A static, detailed outline of the United States map with no text or labels. The camera focuses on the map, which remains unchanged for a second. Then, the animation begins, gradually highlighting the outlines of Ohio, Texas, Illinois, and Indiana in a soft, glowing effect. The rest of the map remains unaltered, maintaining its clean, minimalist design. The video ends with these four states highlighted, creating a clear visual focus without any additional text or elements. The overall style is clean and modern, emphasizing the geometric shapes and borders of the states in the style of Vector Art.

I like that and I can see that getting a better result, but this was the enhanced prompt result:

One thing I do like about FireFly is I’m constantly reminded of how many credits a generation costs.
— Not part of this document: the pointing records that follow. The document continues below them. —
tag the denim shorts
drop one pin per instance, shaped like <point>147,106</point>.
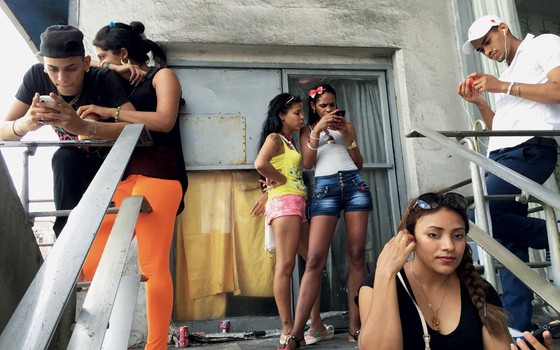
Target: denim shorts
<point>344,190</point>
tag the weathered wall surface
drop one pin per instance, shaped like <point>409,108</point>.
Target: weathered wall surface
<point>417,37</point>
<point>20,257</point>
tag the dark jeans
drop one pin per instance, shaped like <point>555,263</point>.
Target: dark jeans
<point>73,170</point>
<point>512,227</point>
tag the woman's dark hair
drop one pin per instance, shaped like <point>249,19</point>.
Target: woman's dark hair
<point>278,105</point>
<point>493,317</point>
<point>131,37</point>
<point>312,116</point>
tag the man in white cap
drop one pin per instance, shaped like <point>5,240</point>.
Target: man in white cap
<point>527,96</point>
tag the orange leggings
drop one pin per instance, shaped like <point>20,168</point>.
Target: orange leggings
<point>154,232</point>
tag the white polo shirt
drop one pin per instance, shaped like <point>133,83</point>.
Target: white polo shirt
<point>535,57</point>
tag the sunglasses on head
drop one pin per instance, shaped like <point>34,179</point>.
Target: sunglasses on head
<point>429,201</point>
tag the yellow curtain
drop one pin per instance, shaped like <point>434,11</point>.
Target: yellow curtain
<point>220,246</point>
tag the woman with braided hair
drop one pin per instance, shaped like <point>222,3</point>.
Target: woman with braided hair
<point>436,299</point>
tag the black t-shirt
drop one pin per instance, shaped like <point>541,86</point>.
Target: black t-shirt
<point>100,87</point>
<point>467,335</point>
<point>164,160</point>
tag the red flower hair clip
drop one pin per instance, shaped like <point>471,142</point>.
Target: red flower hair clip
<point>315,92</point>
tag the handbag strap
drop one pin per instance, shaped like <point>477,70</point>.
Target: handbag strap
<point>424,325</point>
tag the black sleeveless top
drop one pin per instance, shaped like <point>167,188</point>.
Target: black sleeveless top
<point>467,335</point>
<point>163,160</point>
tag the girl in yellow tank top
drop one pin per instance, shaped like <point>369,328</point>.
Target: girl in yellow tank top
<point>280,163</point>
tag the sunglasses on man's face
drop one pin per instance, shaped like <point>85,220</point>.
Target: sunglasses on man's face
<point>429,201</point>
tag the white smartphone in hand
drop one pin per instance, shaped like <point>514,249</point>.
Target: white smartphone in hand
<point>46,98</point>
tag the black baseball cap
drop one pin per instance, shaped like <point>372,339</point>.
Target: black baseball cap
<point>61,41</point>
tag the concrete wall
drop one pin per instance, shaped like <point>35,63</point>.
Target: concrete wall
<point>18,248</point>
<point>418,38</point>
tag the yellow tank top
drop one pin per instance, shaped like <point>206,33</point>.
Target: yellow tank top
<point>289,164</point>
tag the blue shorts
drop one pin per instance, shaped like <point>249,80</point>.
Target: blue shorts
<point>344,190</point>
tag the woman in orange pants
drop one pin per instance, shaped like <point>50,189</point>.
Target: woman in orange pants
<point>155,172</point>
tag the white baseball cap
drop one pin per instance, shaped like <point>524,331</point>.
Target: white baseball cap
<point>478,29</point>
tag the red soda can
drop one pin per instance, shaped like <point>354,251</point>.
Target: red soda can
<point>183,337</point>
<point>225,326</point>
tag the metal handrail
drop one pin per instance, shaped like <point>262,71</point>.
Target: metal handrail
<point>34,321</point>
<point>549,199</point>
<point>144,140</point>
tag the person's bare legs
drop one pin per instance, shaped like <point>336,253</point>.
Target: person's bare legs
<point>287,231</point>
<point>316,321</point>
<point>320,236</point>
<point>356,229</point>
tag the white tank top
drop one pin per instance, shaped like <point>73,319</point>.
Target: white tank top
<point>332,157</point>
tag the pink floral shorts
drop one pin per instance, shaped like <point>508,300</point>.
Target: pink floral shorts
<point>286,205</point>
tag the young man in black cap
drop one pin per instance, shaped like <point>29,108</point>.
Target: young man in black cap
<point>527,96</point>
<point>65,74</point>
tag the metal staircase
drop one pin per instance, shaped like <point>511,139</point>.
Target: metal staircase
<point>530,190</point>
<point>106,316</point>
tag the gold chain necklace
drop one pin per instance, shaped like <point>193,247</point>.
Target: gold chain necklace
<point>74,100</point>
<point>435,319</point>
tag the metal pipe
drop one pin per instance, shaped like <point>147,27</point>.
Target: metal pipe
<point>482,214</point>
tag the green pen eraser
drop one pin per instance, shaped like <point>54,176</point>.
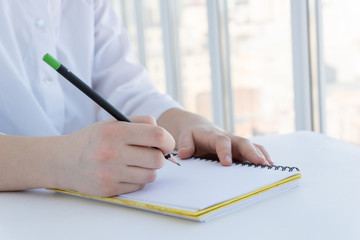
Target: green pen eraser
<point>51,61</point>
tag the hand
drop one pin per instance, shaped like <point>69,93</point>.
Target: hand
<point>210,142</point>
<point>196,136</point>
<point>110,158</point>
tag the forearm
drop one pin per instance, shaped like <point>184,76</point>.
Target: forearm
<point>28,162</point>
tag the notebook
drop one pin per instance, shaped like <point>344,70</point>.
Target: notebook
<point>203,189</point>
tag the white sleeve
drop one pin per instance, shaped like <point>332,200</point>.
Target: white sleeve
<point>116,75</point>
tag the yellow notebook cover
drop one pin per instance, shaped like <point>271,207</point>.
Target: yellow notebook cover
<point>201,189</point>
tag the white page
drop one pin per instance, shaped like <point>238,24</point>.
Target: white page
<point>198,184</point>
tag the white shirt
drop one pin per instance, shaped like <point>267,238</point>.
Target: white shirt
<point>86,37</point>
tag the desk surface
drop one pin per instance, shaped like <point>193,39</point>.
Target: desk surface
<point>324,206</point>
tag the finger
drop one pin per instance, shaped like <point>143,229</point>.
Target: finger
<point>248,151</point>
<point>140,134</point>
<point>186,145</point>
<point>144,119</point>
<point>138,175</point>
<point>145,157</point>
<point>265,153</point>
<point>223,150</point>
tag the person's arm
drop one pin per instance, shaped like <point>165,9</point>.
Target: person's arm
<point>196,136</point>
<point>105,159</point>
This little button in the corner is a handy reminder. It can often take so many generations to get a useful result so you will use your credits. I like that a low-res generation is relatively cheap in the form of credits. You can enhance your prompt at 540 resolution and then generate the final version at a higher resolution costing more credits. That’s at least something when it comes to how to spend your credits. Other generative video systems and LLMs may operate differently as far as the cost and credit function. But at this point, I don’t spend extra money per month on another system as I just don’t have the need … yet.

And how did the Veo3 model do with that “enhanced” prompt a couple of weeks later?
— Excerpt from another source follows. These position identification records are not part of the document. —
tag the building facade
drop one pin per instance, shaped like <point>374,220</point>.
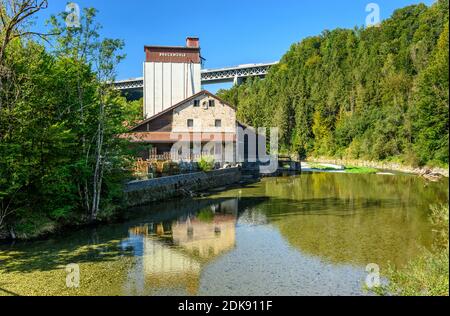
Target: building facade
<point>200,125</point>
<point>171,75</point>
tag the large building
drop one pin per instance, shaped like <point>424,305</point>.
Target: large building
<point>202,118</point>
<point>171,75</point>
<point>183,122</point>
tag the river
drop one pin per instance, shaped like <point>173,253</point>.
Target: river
<point>312,234</point>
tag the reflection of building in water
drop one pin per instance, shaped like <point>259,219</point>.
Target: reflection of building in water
<point>209,234</point>
<point>176,262</point>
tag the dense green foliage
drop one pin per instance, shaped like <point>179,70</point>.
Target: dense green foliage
<point>60,162</point>
<point>372,93</point>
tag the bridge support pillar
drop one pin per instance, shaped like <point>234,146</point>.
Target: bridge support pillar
<point>238,81</point>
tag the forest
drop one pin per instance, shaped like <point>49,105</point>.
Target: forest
<point>377,93</point>
<point>61,163</point>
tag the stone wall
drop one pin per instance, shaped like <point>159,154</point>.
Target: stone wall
<point>146,191</point>
<point>204,117</point>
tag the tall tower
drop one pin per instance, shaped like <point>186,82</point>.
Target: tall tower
<point>171,74</point>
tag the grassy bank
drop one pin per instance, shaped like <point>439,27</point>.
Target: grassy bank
<point>382,165</point>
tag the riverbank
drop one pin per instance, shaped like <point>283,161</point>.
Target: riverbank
<point>143,192</point>
<point>426,171</point>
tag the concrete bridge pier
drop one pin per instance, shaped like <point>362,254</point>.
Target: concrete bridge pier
<point>238,80</point>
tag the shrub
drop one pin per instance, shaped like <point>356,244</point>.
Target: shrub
<point>206,163</point>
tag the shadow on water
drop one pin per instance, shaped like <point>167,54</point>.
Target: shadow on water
<point>165,248</point>
<point>105,243</point>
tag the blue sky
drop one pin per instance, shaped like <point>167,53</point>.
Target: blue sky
<point>231,32</point>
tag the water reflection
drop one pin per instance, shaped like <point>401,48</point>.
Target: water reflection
<point>172,254</point>
<point>311,234</point>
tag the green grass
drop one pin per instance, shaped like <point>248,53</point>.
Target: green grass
<point>362,170</point>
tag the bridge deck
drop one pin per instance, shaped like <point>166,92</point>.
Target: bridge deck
<point>208,76</point>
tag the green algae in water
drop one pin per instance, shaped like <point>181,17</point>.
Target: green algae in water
<point>271,235</point>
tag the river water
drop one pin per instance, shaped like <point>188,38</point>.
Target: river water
<point>312,234</point>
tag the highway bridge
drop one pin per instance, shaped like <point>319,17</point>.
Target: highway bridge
<point>208,76</point>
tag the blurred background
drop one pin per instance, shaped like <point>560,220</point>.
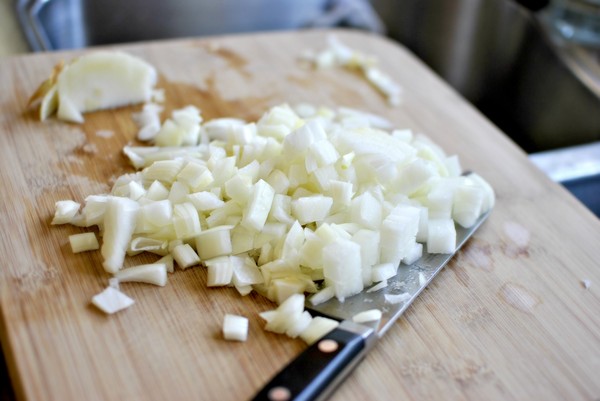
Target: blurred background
<point>531,66</point>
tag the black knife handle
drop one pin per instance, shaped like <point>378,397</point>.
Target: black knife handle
<point>317,371</point>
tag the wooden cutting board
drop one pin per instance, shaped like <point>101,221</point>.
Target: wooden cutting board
<point>508,318</point>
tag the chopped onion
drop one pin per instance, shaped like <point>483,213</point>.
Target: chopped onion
<point>185,256</point>
<point>235,328</point>
<point>111,300</point>
<point>326,202</point>
<point>155,273</point>
<point>83,242</point>
<point>65,211</point>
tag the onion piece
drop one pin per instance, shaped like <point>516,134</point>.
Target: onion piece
<point>235,328</point>
<point>83,242</point>
<point>65,210</point>
<point>111,300</point>
<point>155,273</point>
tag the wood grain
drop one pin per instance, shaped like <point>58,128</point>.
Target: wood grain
<point>507,320</point>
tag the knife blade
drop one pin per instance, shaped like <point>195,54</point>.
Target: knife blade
<point>318,370</point>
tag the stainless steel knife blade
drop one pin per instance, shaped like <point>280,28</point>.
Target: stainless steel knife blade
<point>315,373</point>
<point>410,281</point>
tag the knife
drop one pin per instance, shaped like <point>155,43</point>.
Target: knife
<point>317,371</point>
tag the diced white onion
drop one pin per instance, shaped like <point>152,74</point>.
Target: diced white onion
<point>111,300</point>
<point>155,273</point>
<point>235,328</point>
<point>83,242</point>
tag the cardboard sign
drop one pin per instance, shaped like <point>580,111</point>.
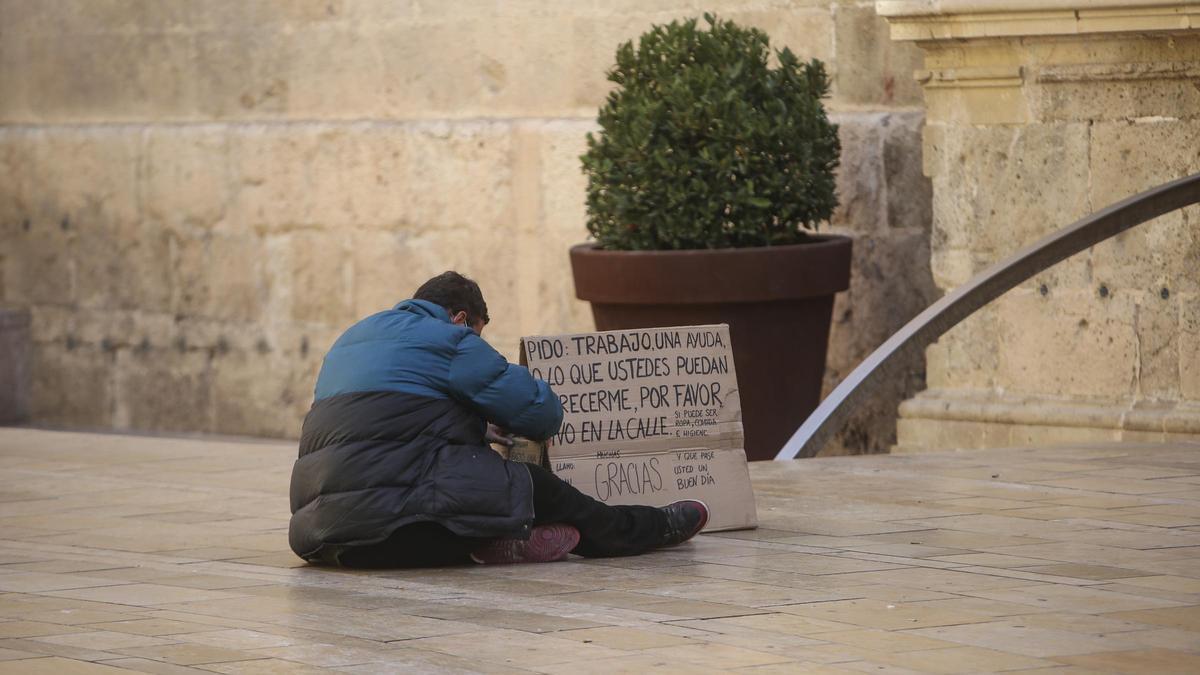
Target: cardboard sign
<point>651,417</point>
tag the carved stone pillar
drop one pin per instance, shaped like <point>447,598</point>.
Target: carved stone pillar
<point>1038,113</point>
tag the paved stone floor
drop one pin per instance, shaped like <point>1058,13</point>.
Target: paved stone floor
<point>169,555</point>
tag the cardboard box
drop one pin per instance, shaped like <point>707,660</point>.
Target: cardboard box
<point>651,417</point>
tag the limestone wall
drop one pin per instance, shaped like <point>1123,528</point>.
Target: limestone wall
<point>198,197</point>
<point>1038,115</point>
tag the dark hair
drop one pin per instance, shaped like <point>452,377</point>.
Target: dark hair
<point>456,293</point>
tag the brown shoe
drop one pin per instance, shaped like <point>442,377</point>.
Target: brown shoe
<point>546,543</point>
<point>685,519</point>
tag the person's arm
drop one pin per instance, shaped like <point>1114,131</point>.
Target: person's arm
<point>504,393</point>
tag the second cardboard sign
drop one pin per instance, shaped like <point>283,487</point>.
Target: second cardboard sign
<point>651,416</point>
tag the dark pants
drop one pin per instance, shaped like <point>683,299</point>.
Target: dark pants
<point>605,530</point>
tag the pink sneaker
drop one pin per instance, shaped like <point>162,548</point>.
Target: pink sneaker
<point>546,543</point>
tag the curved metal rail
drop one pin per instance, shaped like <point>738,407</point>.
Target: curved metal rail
<point>985,287</point>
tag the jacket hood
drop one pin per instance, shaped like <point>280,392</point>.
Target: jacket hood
<point>424,308</point>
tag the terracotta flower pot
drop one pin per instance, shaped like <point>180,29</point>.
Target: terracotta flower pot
<point>778,302</point>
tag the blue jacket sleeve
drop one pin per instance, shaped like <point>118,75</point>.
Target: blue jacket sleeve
<point>504,393</point>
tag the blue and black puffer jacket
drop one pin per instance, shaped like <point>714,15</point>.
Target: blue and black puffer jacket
<point>396,435</point>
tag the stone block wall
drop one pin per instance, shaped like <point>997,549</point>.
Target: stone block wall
<point>1038,115</point>
<point>201,196</point>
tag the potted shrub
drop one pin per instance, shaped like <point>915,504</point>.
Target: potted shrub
<point>706,184</point>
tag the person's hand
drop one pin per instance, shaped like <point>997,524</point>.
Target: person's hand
<point>497,435</point>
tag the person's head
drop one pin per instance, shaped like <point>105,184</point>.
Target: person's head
<point>460,296</point>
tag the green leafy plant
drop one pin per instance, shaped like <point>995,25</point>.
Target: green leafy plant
<point>703,144</point>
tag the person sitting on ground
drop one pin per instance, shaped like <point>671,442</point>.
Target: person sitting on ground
<point>395,467</point>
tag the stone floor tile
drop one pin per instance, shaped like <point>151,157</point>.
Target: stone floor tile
<point>977,505</point>
<point>421,661</point>
<point>622,638</point>
<point>991,560</point>
<point>515,647</point>
<point>329,656</point>
<point>784,623</point>
<point>633,664</point>
<point>34,629</point>
<point>715,656</point>
<point>1164,638</point>
<point>963,659</point>
<point>891,641</point>
<point>58,665</point>
<point>1093,572</point>
<point>102,640</point>
<point>153,667</point>
<point>239,639</point>
<point>154,627</point>
<point>1182,617</point>
<point>36,581</point>
<point>16,655</point>
<point>1021,638</point>
<point>142,595</point>
<point>875,614</point>
<point>955,539</point>
<point>72,616</point>
<point>1073,598</point>
<point>1165,583</point>
<point>263,667</point>
<point>941,580</point>
<point>187,653</point>
<point>1089,623</point>
<point>1157,661</point>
I asked a friend who is deep into AI, generative AI, why I couldn’t get a desirable result. His response makes sense:

You can’t just prompt it with a specific graphic animation, because AI works by diffusing hundreds of videos that are doing the same thing. There’s not gonna be animations of maps with states being highlighted for it to diffuse. Like if you have a girl and you say “woman dancing” it looks for videos of women dancing, diffuses them into noise. And from the latent point cloud of noise it renders the densest areas of the point cloud as motion. But it’s taking hundreds to thousands of videos of women dancing to do that. The less reference it has the more it hallucinates. If you ask it to animate a map of the United States it’s gonna be looking for videos of maps of the United States to diffuse. But if you say highlights specific states, it’s not gonna know what that is unless there are videos of that labelled as such in its library. When you ask for something rare that it doesn’t have a lot of reference for it just finds the closest thing and diffuses it. And that’s why you get weird stuff when you get too creative. There might be videos of maps and it might know how to animate them as if the camera is moving. But it probably won’t know how to highlight states. Generative AI is a diffusion model mixed with a large language model, but all the large language model does is look for videos with the tokens in your prompt. A token is like a meta tag. So if you say map, it just looks at videos with maps. Generative AI is still pretty stupid.

That makes a lot of sense considering how specific of an animation I was asking it to make. On the one hand, it kind of disappoints me because this is a place where generative AI could be so useful. But on the other hand, I like keeping animators and motion graphics artists employed. I just wish we always had the budget to employ them.